The Mini-Moke in ‘Many Happy Returns’ has damage to front off-side mudguard, which suggests it has been in a collision at some point, and the repair looks to have been hurriedly done.
It is documented that the Mini-Moke HLT 709C was involved in an accident on its way from Elstree to Portmeirion, and had to be taken back to London to be repaired.
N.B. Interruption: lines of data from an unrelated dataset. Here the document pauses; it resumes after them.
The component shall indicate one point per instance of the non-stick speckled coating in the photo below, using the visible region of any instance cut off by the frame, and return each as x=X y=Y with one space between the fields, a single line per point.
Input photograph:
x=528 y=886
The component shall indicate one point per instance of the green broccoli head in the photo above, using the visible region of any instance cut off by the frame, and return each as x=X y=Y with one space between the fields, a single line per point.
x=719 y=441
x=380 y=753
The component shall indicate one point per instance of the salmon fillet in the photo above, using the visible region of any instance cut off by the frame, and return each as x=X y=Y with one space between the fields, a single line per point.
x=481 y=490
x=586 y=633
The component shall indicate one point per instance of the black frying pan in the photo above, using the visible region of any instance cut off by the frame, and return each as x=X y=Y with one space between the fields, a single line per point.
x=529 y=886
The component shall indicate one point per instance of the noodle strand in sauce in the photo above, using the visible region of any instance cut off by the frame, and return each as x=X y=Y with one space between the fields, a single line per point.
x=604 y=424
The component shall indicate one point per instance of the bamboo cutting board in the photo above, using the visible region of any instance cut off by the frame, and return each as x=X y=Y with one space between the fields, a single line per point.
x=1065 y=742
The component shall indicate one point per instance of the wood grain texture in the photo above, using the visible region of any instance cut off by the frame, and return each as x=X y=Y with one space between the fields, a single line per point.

So is this Mini Moke, in the picture, HLT 709C? However
having studied the relevant film footage of ‘Dance of The Dead’ I could not discern any such damage to any of the four Mokes, not even to HLT 709C in ‘Living In Harmony!’ Only to this Mini-Moke used in ‘Many Happy Returns.’ So perhaps the damage to it didn’t occur in September 1966, but in March 1967. While I was carrying out this in-depth study, I realized for the first time in 51 years, that No.6’s transport for the election was changed from candy-striped seat upholstery, to the orange and white stripes. Was there a mechanical problem with the first Moke so that it had to be changed. Or was it simply another of those continuity errors which plague ‘the Prisoner?’ This all began with my having noticed the damage to the Mini-Moke’s off-side front wing, because I am curious about it. And that lead me to make note of the differences between the village taxis, which at first glance look to be identical. As for the fact that one of the four Mini-Mokes having orange and white stripes rather than the candy stripe, perhaps Wood & Pickett who converted the Mokes for ‘the Prisoner in the summer of 1966 had run out of the candy striped material!